The trees have taken on their winter look, letting us easily see into them. Too bad the birds have gone south seeking food.
Among those remaining, one is prominent and very visible now through the winter.
The red-tailed hawk sits upright on a limb with a posture no mom or aunt could ever criticize. To human eyes, the hawk appears proud, fearless, majestic, its white front bisected by a band of streaks.
The fearless part is right. Up in the tree, only another bird could readily get to a red-tailed, but what other bird would pick a fight with the heavyweight champ (weighing in at 2.4 pounds) of the large hawks on the East Coast?
This is a predator that makes short work and a feast of a pound-and-a-half gray squirrel, or a 4-foot long black snake, or an occasional bird. One of the many services people have provided to red-tailed hawks is to raise very edible and easily caught chickens and guinea hens.
In fairness to the hawks, however, such predation is a tiny portion of their diet, which mainly consists of rodents of all kinds, from the smallest mice up through the size of a muskrat.

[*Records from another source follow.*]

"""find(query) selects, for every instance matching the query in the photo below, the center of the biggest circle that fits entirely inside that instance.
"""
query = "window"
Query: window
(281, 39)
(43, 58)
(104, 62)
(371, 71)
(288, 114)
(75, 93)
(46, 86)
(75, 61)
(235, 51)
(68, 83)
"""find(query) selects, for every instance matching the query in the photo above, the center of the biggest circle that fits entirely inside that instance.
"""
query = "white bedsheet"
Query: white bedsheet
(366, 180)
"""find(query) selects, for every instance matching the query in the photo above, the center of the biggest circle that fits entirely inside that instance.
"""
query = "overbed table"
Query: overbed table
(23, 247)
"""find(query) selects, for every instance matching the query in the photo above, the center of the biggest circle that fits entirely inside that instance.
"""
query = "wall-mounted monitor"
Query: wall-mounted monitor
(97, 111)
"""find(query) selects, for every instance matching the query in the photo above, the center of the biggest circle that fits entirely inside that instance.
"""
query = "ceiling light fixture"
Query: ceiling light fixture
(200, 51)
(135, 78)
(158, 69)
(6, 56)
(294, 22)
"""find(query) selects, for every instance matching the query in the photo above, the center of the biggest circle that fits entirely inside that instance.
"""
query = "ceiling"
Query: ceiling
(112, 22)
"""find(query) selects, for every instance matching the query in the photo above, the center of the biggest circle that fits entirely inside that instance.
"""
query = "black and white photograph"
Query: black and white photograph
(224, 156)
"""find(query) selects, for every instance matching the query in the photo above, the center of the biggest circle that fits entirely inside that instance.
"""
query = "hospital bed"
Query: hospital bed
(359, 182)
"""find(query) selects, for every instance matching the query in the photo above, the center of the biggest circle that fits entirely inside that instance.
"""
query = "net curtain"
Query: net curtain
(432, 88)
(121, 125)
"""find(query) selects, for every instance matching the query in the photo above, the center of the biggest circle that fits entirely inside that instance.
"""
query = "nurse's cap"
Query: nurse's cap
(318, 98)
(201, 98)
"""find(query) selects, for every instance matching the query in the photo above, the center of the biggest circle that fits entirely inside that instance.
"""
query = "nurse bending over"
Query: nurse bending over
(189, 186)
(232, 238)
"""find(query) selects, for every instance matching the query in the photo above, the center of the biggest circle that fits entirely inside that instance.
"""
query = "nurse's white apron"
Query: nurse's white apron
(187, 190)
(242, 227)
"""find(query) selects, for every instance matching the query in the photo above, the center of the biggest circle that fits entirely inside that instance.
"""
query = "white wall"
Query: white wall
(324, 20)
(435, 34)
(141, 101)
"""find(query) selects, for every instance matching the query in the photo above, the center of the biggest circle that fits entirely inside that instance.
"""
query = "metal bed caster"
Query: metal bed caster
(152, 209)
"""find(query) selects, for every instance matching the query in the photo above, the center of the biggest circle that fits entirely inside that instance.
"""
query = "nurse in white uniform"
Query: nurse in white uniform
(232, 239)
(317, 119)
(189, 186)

When you see them perched, red-tails are patiently waiting for such a rodent to poke its head up, pass through a bit of open ground, rustle the grass in a characteristic way - make whatever small mistake will blow its cover and allow the hawk to claim its next meal.
Felling forests and turning them into fields has been a far greater service to red-tailed hawks than any provision of poultry we might make. Not only do such fields - often to grow grains and vegetables - increase the stock of their rodent prey, they also provide excellent hunting ground to sweep over with their hawk eyes from adjacent trees or manmade perches.
Then, as if fields were not enough, we put highways everywhere, lined with wide grassy buffers also excellent for hunting hawks. In southern New Jersey, we could rightly call this species the parkway hawk.
And where there were no trees to hunt from in the plains, we planted them (and put up poles and buildings) - allowing red-tailed hawks to become common in most of the continent.
In return, they have helped keep a lid on the rodent population and provided at least one instance of people benefiting wildlife.